Aug. 18, 2015 (1 year, 10 months ago)

Sound Proof: two-factor authentication through ambient noise

A research paper from the Institute of Information Security at ETH in Zurich has proposed a new method to achieve two-factor authentication through the use of ambient sound and a user's smartphone. The researchers have developed a mechanism that relies on the proximity of the user's phone to the device being used to log in. When the user logs in, the two devices record the surrounding levels of ambient noise via their microphones. The phone compares the two recordings, determines if the computer is located in the same environment and then ultimately decides whether the login attempt is legitimate or fraudulent. The software is claimed to work with current phones and major browsers without plugins and apparently adds an average of five seconds to a password-only login operation. And it can even work if the phone is in a pocket or purse so does not require user interaction.

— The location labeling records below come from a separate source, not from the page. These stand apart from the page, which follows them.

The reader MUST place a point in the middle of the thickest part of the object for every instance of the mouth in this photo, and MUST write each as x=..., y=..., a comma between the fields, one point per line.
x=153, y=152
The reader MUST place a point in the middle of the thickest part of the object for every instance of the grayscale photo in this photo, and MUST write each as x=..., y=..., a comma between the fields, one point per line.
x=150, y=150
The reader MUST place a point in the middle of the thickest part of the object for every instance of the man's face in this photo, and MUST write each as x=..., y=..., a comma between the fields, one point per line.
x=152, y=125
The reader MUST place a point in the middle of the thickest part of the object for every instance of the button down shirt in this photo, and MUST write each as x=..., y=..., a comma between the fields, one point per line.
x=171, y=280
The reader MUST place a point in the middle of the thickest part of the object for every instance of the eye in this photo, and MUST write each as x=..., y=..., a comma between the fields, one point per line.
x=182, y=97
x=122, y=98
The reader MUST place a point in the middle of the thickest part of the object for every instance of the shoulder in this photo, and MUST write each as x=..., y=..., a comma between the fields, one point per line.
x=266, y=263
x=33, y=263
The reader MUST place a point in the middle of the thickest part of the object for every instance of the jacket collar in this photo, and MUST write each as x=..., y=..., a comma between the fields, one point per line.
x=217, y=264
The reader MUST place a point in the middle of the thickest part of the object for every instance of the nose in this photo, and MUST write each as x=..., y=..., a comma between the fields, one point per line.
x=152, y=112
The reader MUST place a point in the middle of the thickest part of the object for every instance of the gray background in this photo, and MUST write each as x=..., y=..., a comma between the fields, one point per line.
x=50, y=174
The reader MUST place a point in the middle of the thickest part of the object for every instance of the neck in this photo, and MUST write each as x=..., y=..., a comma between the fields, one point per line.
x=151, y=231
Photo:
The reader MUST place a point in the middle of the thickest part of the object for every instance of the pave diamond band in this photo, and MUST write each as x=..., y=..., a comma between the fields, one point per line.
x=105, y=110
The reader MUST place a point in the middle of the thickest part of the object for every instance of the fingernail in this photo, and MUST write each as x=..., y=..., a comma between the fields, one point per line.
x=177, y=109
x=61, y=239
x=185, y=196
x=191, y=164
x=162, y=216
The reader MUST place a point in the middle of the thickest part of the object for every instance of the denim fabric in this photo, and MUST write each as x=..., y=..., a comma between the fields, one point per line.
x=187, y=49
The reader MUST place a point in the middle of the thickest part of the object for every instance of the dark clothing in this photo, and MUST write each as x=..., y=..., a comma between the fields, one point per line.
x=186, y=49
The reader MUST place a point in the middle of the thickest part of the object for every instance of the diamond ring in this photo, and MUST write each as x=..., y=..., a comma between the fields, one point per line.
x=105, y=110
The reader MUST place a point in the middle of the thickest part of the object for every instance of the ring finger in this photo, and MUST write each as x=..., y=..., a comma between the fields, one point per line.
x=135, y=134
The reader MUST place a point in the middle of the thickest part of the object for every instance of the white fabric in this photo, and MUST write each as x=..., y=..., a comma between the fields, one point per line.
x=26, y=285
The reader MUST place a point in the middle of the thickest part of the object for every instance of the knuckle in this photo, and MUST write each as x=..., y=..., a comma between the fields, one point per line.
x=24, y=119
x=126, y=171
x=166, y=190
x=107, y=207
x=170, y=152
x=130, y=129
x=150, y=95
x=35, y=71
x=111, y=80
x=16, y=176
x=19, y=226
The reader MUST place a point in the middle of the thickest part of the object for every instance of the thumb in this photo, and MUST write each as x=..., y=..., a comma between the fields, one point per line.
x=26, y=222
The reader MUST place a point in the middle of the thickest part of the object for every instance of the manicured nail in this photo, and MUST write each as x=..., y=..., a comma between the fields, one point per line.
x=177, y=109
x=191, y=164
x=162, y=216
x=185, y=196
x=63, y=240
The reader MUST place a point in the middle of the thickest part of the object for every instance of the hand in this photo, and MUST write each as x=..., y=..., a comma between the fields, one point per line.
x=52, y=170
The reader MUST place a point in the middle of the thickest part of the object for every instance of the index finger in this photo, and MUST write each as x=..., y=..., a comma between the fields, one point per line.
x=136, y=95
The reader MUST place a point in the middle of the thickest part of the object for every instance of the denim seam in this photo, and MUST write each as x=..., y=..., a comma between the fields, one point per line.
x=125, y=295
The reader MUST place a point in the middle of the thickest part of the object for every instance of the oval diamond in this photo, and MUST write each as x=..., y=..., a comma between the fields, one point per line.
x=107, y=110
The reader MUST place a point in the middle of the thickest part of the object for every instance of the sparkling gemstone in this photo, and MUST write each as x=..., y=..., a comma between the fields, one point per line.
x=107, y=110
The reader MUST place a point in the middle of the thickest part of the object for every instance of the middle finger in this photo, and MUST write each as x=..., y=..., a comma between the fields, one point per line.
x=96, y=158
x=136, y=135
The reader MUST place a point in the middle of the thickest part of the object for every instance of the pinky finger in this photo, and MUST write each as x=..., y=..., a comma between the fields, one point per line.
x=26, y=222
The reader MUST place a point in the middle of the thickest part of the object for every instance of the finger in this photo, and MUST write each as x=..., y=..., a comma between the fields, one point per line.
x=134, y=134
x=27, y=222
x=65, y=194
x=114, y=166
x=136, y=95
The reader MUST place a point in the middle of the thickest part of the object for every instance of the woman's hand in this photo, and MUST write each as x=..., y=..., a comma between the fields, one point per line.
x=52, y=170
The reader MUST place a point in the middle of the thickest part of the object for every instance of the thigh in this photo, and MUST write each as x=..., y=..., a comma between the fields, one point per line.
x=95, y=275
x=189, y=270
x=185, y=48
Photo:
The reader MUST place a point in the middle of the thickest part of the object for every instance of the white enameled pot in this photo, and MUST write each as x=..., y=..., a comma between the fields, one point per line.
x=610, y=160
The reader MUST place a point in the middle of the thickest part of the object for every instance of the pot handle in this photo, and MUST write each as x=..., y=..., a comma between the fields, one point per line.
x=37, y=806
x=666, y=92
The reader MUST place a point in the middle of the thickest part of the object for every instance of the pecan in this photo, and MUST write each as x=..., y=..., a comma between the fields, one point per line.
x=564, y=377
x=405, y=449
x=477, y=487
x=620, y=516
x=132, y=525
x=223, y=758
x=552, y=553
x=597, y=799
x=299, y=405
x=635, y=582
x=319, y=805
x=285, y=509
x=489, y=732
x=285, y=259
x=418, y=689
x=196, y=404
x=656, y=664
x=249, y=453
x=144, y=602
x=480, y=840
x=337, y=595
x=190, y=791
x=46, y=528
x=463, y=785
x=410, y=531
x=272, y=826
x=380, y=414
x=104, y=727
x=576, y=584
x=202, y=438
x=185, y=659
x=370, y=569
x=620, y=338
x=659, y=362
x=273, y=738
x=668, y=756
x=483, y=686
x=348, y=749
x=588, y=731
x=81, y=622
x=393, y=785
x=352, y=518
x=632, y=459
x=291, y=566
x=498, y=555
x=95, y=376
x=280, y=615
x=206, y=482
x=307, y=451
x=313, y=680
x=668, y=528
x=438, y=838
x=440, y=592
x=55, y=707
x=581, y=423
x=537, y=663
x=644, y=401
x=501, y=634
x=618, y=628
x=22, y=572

June 2, 2015 (2 years ago)

Lightweight Practical Private One-Way Anonymous Messaging,

This paper (a sample of which is available online) might be sub-titled "Ed Snowdens dream technology". The authors propose a one-way message routing scheme that guarantees message privacy, and sender anonymity, through the use of homomorphic encryption (a form of encryption that allows computations to be carried out on ciphertext, generating an encrypted result which, when decrypted, matches the result of operations performed on the plaintext.) The scheme uses intermediate relays and a real-world prototype built on HTML5 has been tested and deployed on a public cloud environment and run in a mobile web browser with no configuration at the network level. Practical applications potentially include whistle-blower protection, anonymous surveys and microblogging,

Jan. 30, 2015 (2 years, 4 months ago)

Bitcoin Startup Gem May Revolutionize MultiSig Wallet Security

Bitcoin startup Gem provides a scalable API for bitcoin developers, has a new security enhancement that may be significant for the future of Bitcoin security. The company announced the inclusion of Custom Hardware Security Modules produced by Thales e-Security, as part of their standard multi-sig bitcoin wallet. Multi-sig wallets have become the standard for Bitcoin wallet security. A multi-sig wallet is associated with several private keys, making it more secure.